La vue de cette troupe, dix fois plus nombreuse que la leur, inspira un certain émoi aux jeunes gens.

– Ce sont les esclavagistes, s’écria Coppie avec exaltation; nous ne pouvons leur échapper, mais il faut leur faire payer chèrement notre vie.

– Bien parlé, mon fils, dit le vieux Brown, en lui serrant affectueusement la main. Délibérons vite, car le Seigneur a dit: «Les pensées s’affermissent par le conseil et la guerre doit être dirigée par la prudence». Quel est ton avis?

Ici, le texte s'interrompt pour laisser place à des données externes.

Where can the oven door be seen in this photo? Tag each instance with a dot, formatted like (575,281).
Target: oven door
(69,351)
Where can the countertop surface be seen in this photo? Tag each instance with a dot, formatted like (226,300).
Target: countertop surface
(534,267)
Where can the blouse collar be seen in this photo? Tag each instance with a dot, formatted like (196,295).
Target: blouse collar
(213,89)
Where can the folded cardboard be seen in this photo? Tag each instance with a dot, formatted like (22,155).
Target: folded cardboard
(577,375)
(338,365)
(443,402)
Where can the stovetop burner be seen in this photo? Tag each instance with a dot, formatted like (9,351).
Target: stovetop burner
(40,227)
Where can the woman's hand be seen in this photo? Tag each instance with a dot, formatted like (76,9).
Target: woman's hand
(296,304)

– Mon avis, répondit Edwin, c’est qu’il faut nous embusquer tous dans le bois, et attendre ces misérables sous son couvert.

– Mais, objecta Aaron Brown, nous serons obligés de descendre de cheval.

– Sans doute, reprit Coppie.

Hazlett secoua la tête.

Edwin poursuivit rapidement;

– Les vaincus ont laissé ici la plupart de leurs armes toutes chargées; ramassons-les, nous nous les partagerons, et avec les carabines, les pistolets, chacun de nous pourra aisément tenir tête à dix hommes.

– Ce plan est sage, dit Brown le père.

Il appela César.

– Tu tiendras nos chevaux en main, lui dit-il, et tu resteras sans bouger derrière le bois.

– Nègre faire ça, répondit l’Africain en dansant.

– À l’œuvre donc! fit Cox, sautant à terre.

Tous allaient imiter son exemple, quand Stevens qui, posté derrière un arbre, examinait la troupe à l’aide d’une lunette, cria:

– Rassurez-vous, rassurez-vous, ce sont nos amis!

– Quels amis? demanda Brown.

– Nos amis de Lawrence, le gouverneur Robinson à leur tête.

La plupart des auditeurs poussèrent une exclamation de surprise et de joie, en se précipitant vers Cox, afin de vérifier la nouvelle.

Mais le vieux Brown ne parut point partager leur contentement. Les rides de son front se rapprochèrent. Un éclair traversa ses yeux; il murmura d’un ton sombre:

– Un ami! le gouverneur Robinson; un envieux! qui met la plus noble des causes au service de son ambition! J’aimerais autant l’arrivée des esclavagistes que la sienne.

– Si massa voulait? disait César qui, demeuré derrière son maître, avait entendu ces paroles.

Et il porta, avec un geste significatif, la main sur un long coutelas pendu à sa ceinture.

Brown ne le comprit que trop, car il entra dans une colère terrible:

– Va-t-en! démon, fils de Bélial, lui cria-t-il; va-t’en! tu es indigne des sacrifices que l’on fait pour arracher ta race à la servitude. Si jamais tu te permets de pareilles propositions, je te ferai punir comme assassin: «Celui qui veut se venger rencontrera la vengeance du Seigneur, et le Seigneur tiendra en réserve ses péchés».

Effrayé par l’orage qu’il avait attiré sur sa tête, César se jeta dans les broussailles.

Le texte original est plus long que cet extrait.